Combining proprietary and partner data sets is another key strategy pursued by panelists. Haysom shared how Suncorp is increasingly overlaying its own data with that of its media partners to better target ads across channels. For example, in his recent APIA campaign, Suncorp worked with Channel Nine to do data matching to suppress and exclude existing his APIA customers within a certain period of time within the policy’s validity period.
“For this example campaign, we saw a 23% increase in media efficiency,” Haysom explains. “Another example of a data partnership is our data merge with Carsales. This allows us to send more personalized messages to our customers by understanding where they are in their customer journey and what insurance they are looking for. Now available, which has increased the return on investment by almost 50%.
“These are not just taking the data we have and working with our partners to create better outcomes and outcomes for business and media efficiency, but also making them more relevant and meaningful. It’s just one example of how we’ve created a better customer experience by getting a message to you,” Haysom said. “We are not being wasted, we are not getting what we do not need to be given. That is why data partnerships are so important to us. It helps us to enable it and exploit its full potential.”
However, Haysom stressed the need to give customers choices about how their data is used. “We are in a highly regulated environment, and our customers need to engage with us and provide information in order to purchase our products. You don’t want to sell anything else or spam your loyalty program,” she said.
For brands to leave their cookies and be ready to readjust, Bayes advised marketers to start with an audit to understand their level of exposure.
“The first thing we talk to people about is making a plan.
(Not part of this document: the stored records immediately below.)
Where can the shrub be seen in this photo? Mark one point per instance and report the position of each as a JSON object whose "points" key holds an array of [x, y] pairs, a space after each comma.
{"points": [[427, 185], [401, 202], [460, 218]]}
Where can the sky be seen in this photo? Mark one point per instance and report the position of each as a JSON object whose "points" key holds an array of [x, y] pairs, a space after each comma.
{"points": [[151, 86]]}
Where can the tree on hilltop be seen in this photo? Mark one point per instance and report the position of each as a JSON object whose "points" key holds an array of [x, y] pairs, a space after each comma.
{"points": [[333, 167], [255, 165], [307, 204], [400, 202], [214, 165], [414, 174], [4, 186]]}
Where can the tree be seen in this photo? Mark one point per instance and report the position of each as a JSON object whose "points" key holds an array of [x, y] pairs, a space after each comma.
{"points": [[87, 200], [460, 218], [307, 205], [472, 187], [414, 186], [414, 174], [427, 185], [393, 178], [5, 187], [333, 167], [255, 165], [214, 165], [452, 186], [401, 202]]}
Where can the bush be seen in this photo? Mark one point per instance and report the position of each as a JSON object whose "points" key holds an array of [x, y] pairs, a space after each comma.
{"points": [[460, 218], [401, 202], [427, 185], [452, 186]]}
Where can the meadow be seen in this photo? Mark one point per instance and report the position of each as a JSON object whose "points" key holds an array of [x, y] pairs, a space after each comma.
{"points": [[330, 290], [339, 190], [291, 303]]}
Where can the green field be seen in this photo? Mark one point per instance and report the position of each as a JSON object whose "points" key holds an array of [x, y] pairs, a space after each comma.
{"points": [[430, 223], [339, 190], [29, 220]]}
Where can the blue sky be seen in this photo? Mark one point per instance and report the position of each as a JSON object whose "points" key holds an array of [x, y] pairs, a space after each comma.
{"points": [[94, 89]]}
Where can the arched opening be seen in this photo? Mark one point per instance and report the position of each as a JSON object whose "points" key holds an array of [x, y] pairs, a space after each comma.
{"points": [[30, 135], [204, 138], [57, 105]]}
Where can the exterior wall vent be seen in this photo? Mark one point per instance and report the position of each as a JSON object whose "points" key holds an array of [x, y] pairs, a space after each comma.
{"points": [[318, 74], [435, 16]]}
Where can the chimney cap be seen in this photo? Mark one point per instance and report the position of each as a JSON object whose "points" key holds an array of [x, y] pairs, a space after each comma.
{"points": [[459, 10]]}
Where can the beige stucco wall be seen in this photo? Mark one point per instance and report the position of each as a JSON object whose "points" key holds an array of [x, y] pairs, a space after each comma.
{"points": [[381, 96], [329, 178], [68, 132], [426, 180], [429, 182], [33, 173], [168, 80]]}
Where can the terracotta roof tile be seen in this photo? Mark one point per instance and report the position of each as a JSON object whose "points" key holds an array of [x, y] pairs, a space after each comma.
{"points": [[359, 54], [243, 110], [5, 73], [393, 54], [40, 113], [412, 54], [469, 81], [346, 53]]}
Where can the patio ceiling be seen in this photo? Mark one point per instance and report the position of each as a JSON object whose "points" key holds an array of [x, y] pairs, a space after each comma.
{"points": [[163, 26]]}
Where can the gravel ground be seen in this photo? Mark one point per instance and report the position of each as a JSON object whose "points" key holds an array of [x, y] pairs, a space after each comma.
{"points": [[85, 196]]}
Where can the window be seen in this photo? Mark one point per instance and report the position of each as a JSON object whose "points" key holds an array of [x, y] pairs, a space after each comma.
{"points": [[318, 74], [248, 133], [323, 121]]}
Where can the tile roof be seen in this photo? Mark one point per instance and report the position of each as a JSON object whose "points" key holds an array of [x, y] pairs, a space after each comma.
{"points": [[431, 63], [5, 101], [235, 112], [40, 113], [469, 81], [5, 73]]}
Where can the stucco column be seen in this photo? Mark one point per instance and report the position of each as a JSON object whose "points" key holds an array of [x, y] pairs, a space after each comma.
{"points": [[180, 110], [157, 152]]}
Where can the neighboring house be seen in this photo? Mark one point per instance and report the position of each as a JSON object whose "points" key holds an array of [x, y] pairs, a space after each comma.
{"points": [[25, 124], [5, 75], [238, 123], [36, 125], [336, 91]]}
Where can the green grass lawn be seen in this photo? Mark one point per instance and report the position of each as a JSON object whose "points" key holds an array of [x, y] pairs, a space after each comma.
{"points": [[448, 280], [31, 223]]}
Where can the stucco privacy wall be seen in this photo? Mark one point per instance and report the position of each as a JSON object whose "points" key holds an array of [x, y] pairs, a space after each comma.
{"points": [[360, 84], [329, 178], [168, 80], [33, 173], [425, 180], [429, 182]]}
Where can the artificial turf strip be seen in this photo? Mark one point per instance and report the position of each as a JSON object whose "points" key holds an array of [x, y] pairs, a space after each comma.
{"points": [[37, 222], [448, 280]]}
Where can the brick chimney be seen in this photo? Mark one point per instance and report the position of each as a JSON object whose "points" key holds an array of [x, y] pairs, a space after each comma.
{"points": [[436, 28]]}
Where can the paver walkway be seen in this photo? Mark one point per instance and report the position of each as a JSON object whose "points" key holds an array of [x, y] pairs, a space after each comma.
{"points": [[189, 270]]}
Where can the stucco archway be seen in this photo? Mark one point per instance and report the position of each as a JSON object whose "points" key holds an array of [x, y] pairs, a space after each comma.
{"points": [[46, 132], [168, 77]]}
It sounds easy, but you have to start somewhere. The only option that isn’t an option is to do nothing.” he warned. “Our plan begins with an audit to understand the data we are using, the amount of first-party, second-party and third-party data, and the risk of third-party cookies being phased out. A lot of the brands out there really rely on it, so when it’s gone, they’re going to be affected.
From there, Bayes said brands should look at opportunities to connect on a deeper level and collect information about their users that can be applied to how they connect with them.
As an example, Snell shared how Finders is incorporating credit scores into some of its latest offerings to help customers make approved changes before applying for a personal loan.
“People may not realize that if they apply for a personal loan and don’t get one, it can negatively impact their credit score. It saves me time to apply,” she said. “It’s also about protecting their rights. And the advice and data from our customers really gives us something in return, and it’s very valuable that we can use elsewhere.”